Não é que Channel Zero não se leve demasiado a sério. Pelo contrário, não tem vergonha de ser ortodoxa, e de exibir sem pruridos um respeito visível pela categoria a que chamamos "terror", um respeito que não se resume ao mero desejo preguiçoso de reciclar. Ao contrário de todas as séries mencionadas no primeiro parágrafo, Channel Zero não parece concebida de propósito para ser elogiada por "transcender as convenções" do género a que pertence: prefere habitá-las com o conforto de quem conhece os cantos à casa e não tem outras ambições imobiliárias. Essa descontracção nota-se na quase exultante falta de fotogenia (os efeitos especiais são, na sua maioria, espalhafatosamente analógicos), e na louvável falta de ansiedade com deixar coisas por explicar: as personagens da segunda temporada, por exemplo, perdem algum tempo a tentar sistematizar as regras do universo em que se encontram, mas a série nunca tenta encorajar no espectador o mesmo nível de interesse.

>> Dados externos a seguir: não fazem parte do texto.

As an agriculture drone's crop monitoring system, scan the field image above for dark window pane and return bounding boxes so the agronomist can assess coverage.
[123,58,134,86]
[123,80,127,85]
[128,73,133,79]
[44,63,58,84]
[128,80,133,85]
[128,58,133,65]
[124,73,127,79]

Aderir a uma ortodoxia é um acto de obediência que, como qualquer outra profissão de fé, pode ser ligeiramente ridículo para quem está de fora a observar, mas também ligeiramente desconfortável. Tal como a fantasia heróica ou a ficção científica, o terror é um género em que um sentido do ridículo apurado pode ser um defeito, e a capacidade para não sentir vergonha pode ser uma virtude. Channel Zero tem estas e outras situações devidamente calibradas para o único projecto com o qual tem um compromisso incessante: criar inquietação, repulsa, ou desconforto, nem que seja por breves segundos.